RTS: Durant les premières heures de l'invasion, avez-vous douté ?
Oleksiy Danilov: "Moi? Dans le fauteuil où vous êtes assis, à partir du 30 octobre 2021, j'ai reçu différents chefs des services secrets de plusieurs pays. Tous me disaient à l'unisson: 'vous n'avez aucune chance. Vous serez éliminés physiquement, vous, tous les hauts dirigeants ukrainiens. Il y a aura des camps d'internement, des camps de filtration, pensez à vous, protégez vos familles, mais sachez que vous n'avez aucune chance de gagner contre les Russes'.
A chaque fois, ma réponse était la même: 'vous ne savez pas qui nous sommes! Nous allons lutter et nous allons gagner de manière certaine! Si vous n'êtes pas convaincus de votre victoire, si vous avez peur, même pour une demi-seconde, vous avez déjà perdu. Vous n'avez pas le droit de vous laisser aller!'"
RTS: Le prix à payer pour défendre Bakhmut n'est-il pas trop élevé ?
Oleksiy Danilov: "Votre question n'est pas respectueuse. Je vous rappelle que Bakhmut est une ville ukrainienne. Nous devons la défendre coûte que coûte. Ensuite, la quantité de pertes russes à Bakhmut est immense. Si on fait le rapport entre les pertes ukrainiennes et russes, même si c'est rude parce qu'on parle de vies humaines, pour un soldat ukrainien tué, nous tuons sept soldats russes.
Nous faisons en sorte qu'ils n'aient aucune envie de continuer d'attaquer par là-bas. C'est ça, notre vision de la bataille de Bakhmut".
RTS: L'Ukraine a-t-elle les moyens de repousser les Russes ?
Oleksiy Danilov: "Nous savons comment il faut faire. Nous savons quand nous allons le faire. Et nous savons avec quels moyens nous allons le faire. Vous comprenez que je ne peux pas vous donner les détails. Mais croyez-moi, cela arrivera".
RTS: Il y a un grand débat en Suisse sur les réexportations d'armes, qu'en pensez-vous ?
Oleksiy Danilov: "Si vous pensez que l'esprit pacifiste que l'on peut voir chez vous va vous protéger, hélas ce n'est pas le cas car le monde va changer. Poutine a tué 500 enfants. 500, je répète (lire encadré). Et encore plus se retrouvent sans bras ou sans jambes.
Les gens qui se demandent s'il faut donner des armes pour nous défendre, j'aimerais qu'ils voient ces enfants dans leurs rêves. Au moment où Poutine largue des bombes sur eux. Est-ce que nos enfants ont besoin de protection? Bien sûr. Ce sont des enfants, ils n'ont fait de mal à personne.
Je vous demande: comportez-vous de façon à avoir des amis qui, dans les moments de crise, viendront vous tendre la main. Aidez-nous! Aidez-nous!

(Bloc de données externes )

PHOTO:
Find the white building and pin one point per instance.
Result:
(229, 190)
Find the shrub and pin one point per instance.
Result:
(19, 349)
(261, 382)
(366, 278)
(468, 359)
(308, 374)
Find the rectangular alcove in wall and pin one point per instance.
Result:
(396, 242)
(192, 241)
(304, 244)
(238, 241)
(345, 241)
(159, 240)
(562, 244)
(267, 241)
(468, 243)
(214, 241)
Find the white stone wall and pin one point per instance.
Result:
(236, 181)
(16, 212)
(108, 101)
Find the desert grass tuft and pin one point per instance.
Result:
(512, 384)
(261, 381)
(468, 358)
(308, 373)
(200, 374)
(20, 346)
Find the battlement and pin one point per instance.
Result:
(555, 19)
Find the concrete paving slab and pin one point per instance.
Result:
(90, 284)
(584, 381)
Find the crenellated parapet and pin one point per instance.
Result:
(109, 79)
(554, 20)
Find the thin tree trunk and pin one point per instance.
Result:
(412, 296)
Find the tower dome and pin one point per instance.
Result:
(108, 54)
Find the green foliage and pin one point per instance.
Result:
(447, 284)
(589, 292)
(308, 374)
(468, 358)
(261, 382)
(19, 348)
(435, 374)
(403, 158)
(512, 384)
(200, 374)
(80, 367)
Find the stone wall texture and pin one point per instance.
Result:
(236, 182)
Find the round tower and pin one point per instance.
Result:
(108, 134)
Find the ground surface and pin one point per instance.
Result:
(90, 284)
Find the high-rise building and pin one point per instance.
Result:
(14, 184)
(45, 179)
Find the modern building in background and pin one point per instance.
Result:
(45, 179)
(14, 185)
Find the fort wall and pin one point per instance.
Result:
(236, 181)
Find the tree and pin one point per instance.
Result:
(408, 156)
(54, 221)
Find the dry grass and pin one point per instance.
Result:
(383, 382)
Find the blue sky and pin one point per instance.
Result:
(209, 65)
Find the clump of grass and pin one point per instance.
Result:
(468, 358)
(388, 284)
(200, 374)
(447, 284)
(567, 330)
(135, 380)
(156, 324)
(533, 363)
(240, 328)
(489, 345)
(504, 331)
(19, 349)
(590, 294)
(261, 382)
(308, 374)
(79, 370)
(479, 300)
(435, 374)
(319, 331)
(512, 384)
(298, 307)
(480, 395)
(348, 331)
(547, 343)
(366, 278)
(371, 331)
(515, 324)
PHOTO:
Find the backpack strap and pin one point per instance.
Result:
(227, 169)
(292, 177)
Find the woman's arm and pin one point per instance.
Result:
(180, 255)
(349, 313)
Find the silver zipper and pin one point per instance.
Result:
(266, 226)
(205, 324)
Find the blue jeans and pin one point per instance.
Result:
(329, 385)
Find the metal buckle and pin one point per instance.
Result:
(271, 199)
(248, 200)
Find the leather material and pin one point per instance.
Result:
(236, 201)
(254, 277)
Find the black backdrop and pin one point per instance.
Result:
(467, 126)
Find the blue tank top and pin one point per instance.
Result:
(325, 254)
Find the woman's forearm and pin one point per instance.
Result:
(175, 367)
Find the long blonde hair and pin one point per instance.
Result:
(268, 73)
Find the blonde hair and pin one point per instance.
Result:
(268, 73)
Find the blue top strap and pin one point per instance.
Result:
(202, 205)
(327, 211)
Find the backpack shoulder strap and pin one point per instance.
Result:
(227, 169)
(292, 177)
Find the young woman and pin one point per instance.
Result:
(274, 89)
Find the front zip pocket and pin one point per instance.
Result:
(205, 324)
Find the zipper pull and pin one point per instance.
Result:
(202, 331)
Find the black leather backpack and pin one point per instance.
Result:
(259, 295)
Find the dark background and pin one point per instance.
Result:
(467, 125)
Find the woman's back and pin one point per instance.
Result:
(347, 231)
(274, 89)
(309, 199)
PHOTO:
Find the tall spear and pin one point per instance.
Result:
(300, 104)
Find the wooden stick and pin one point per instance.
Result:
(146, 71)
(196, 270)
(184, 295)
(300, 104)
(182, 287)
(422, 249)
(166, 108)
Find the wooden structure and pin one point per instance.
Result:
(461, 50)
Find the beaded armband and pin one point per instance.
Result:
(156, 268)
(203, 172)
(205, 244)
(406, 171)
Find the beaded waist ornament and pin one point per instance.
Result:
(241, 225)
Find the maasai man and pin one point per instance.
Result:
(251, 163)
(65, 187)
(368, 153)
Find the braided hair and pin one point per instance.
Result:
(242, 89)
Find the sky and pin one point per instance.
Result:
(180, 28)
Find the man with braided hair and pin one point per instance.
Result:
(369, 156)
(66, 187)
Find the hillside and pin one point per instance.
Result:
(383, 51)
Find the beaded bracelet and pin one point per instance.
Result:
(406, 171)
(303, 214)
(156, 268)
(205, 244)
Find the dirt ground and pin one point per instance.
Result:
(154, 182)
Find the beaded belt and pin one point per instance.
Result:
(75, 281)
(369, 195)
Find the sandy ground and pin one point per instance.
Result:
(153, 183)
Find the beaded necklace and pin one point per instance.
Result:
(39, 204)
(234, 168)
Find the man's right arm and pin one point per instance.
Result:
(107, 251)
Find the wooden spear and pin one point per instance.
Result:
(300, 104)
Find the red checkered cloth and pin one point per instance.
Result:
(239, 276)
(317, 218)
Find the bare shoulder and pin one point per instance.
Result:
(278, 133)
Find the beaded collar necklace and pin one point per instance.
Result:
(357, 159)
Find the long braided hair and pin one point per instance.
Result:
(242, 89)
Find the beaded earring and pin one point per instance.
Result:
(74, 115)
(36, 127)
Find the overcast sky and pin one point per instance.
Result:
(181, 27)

Aidez-nous!".
Propos recueillis par Tristan Dessert, en Ukraine / jgal
Plus de 8000 civils tués en un an en Ukraine
Plus de 8000 civils ont été tués en un an de guerre en Ukraine et plus de 13'000 ont été blessés, selon des données -probablement inférieures au chiffre réel, publiées par l'ONU le 21 février 2023.

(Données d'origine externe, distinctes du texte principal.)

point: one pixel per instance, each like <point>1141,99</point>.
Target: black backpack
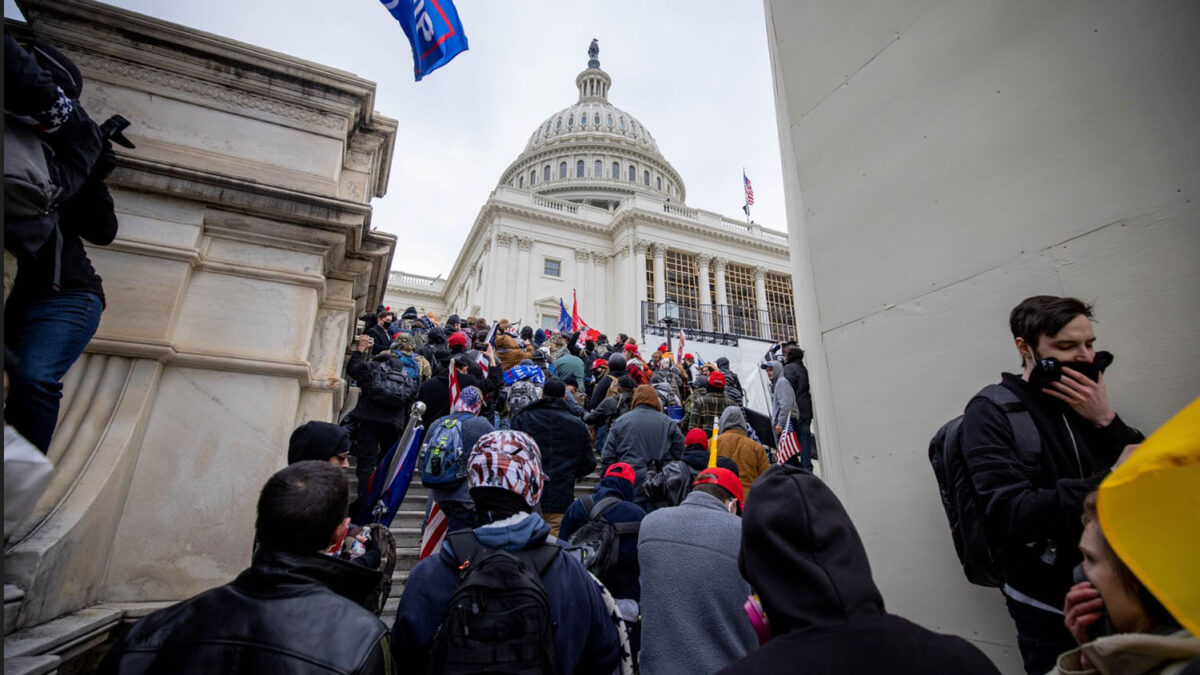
<point>391,387</point>
<point>671,482</point>
<point>498,617</point>
<point>964,508</point>
<point>598,543</point>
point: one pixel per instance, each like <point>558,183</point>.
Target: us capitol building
<point>593,205</point>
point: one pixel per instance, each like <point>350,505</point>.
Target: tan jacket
<point>750,457</point>
<point>1133,653</point>
<point>509,352</point>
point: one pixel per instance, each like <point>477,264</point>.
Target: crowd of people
<point>669,565</point>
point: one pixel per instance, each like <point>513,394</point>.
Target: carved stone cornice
<point>96,63</point>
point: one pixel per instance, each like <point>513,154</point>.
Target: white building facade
<point>593,207</point>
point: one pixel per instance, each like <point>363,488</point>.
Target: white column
<point>522,303</point>
<point>706,292</point>
<point>723,299</point>
<point>582,274</point>
<point>639,264</point>
<point>760,290</point>
<point>660,274</point>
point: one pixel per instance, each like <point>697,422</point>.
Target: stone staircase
<point>407,530</point>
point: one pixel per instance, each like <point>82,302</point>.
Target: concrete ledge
<point>31,664</point>
<point>60,633</point>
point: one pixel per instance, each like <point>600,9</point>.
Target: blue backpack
<point>443,457</point>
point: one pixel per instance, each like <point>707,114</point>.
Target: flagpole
<point>745,197</point>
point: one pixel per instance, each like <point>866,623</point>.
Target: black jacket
<point>1030,508</point>
<point>288,613</point>
<point>565,449</point>
<point>798,376</point>
<point>435,393</point>
<point>803,556</point>
<point>367,408</point>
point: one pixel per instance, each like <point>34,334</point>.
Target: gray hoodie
<point>783,399</point>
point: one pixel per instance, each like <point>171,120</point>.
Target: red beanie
<point>695,437</point>
<point>622,470</point>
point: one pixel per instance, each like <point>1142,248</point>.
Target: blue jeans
<point>46,335</point>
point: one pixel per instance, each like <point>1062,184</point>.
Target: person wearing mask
<point>705,408</point>
<point>507,479</point>
<point>455,502</point>
<point>691,593</point>
<point>807,563</point>
<point>733,443</point>
<point>641,436</point>
<point>565,448</point>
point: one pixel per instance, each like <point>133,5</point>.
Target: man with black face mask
<point>1032,461</point>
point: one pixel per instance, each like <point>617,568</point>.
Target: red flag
<point>436,527</point>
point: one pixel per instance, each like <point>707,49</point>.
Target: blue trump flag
<point>564,317</point>
<point>433,30</point>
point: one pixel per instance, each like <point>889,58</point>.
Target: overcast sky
<point>695,72</point>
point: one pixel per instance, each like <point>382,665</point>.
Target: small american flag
<point>435,532</point>
<point>789,443</point>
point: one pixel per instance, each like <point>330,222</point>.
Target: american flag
<point>435,532</point>
<point>789,443</point>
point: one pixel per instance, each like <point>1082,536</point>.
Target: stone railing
<point>556,204</point>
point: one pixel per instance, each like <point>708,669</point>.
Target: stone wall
<point>945,161</point>
<point>244,257</point>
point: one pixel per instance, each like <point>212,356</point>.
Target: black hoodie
<point>317,441</point>
<point>803,556</point>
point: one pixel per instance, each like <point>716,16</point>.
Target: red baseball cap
<point>457,339</point>
<point>724,478</point>
<point>695,437</point>
<point>622,470</point>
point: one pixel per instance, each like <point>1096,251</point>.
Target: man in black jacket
<point>1032,497</point>
<point>803,556</point>
<point>798,377</point>
<point>294,610</point>
<point>565,448</point>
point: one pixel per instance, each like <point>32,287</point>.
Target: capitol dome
<point>593,151</point>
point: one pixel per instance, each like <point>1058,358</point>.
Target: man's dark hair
<point>715,490</point>
<point>1044,315</point>
<point>301,506</point>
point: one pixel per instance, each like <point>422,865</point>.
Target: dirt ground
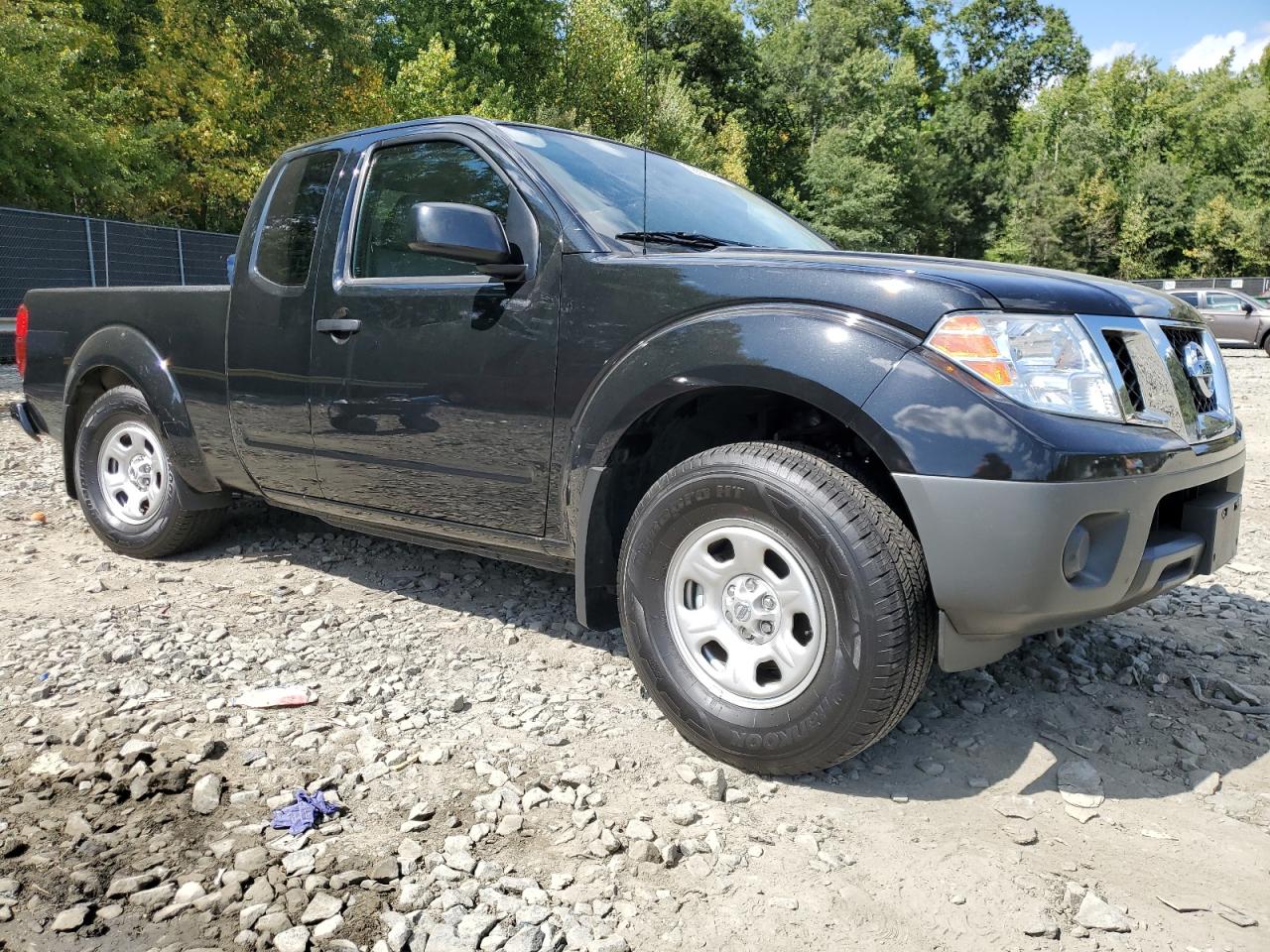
<point>504,783</point>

Plus de 60% des victimes sont des femmes. Plus de 480 enfants ont été tués. Plus de 90% des décès ou blessures ont été provoqués par des armes explosives à large impact. La plupart ont eu lieu dans des zones habitées. Les mines antipersonnel ou les restes explosifs de guerre ont fait plus de 630 victimes, précise encore l'Organisation.
La Mission de l'ONU sur les droits humains en Ukraine a aussi des indications sur six civils tués en Crimée et 160 en Russie.